On a clear day in Curaçao - and that means most days - you can see Venezeula a few miles across the sea in South America. But don’t spend too much time looking. There’s more than enough to see and do in this large, lively island that has for centuries been a major cultural and trading crossroads.
When you hear salsa and merengue on the buses and glimpse the Latin style and verve of the islanders, you’ll know you’re not very far from South America. Neither, culturally, will you be that far from the Old World.
The Dutch merchants who colonised the island and built the capital, Willemstad, had the brightly-coloured houses and warehouses designed to remind them of their homes in Amsterdam.
Add in the immigrants and traders who settled there from rest of the Americas, Europe, the Middle East and Asia - it is estimated the island is home to 50 nationalities - and you have the recipe for a relaxed and cosmopolitan melting pot that offers everything for the perfect tropical vacation.
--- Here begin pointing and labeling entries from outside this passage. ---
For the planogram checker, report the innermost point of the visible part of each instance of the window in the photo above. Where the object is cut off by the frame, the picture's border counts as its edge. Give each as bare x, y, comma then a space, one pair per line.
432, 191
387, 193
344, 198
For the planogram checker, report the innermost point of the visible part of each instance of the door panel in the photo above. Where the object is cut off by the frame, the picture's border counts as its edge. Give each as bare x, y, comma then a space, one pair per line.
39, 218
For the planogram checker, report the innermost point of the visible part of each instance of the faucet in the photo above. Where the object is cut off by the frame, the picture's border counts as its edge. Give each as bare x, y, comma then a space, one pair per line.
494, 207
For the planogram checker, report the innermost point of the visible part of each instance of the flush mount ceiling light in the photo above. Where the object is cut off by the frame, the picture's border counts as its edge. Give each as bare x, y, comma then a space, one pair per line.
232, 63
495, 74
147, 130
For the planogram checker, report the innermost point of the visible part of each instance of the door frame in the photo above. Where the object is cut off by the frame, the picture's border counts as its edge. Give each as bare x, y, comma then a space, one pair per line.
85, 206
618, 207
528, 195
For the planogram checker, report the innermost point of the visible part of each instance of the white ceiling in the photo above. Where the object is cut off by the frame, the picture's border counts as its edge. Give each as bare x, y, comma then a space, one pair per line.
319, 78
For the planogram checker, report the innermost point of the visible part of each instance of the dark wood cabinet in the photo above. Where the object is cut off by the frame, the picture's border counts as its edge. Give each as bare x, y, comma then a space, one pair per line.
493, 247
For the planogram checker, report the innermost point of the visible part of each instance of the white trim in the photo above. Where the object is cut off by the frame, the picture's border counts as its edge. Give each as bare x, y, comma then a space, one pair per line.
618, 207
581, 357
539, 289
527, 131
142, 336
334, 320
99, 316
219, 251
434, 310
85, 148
Sunbathers will find 38 popular beaches, from large strands to secluded sun-traps cut into the rocks on the craggy coast, while the Curaçao Underwater Park is a haven for divers and snorkellers - a 12-mile (19km) reef with coral beds, walls and shallow wrecks. Watersports such as fishing, windsurfing and water-skiing are major island activities, as is golf.
For exciting after-dark entertainment, there are smart casinos, discos and dozens of restaurants offering Caribbean and international cuisines.
Curaçao is an island of salsa, jazz and tumba - a local specialty. Curaçao`s annual Salsa Festival and Jazz Festival are among the highlights of events each year. And during February’s Carnival Week the streets and beaches really are alive with the sound of music. The islanders do not need an excuse to party, but if they did there are any number of religious and community events that are celebrated with music and dance.
In the back-country - kunuku - there is a 10-square-mile nature preserve which has species of flora and fauna found nowhere else in the Caribbean. Eco-tourists will want to visit the 4,500-acre (18 sq km) Christoffel National Park to see protected iguanas and tiny Curaçao deer. They can also take in the island’s ostrich farm and sea aquarium - one of the region’s largest - where they can swim with lemon sharks.
We’ve left one of the best features of Curaçao to the end - the famous blue, orange, red, green, and clear liqueurs made here from the bitter laraha oranges grown on trees imported by the Spanish from Valencia. Enjoy!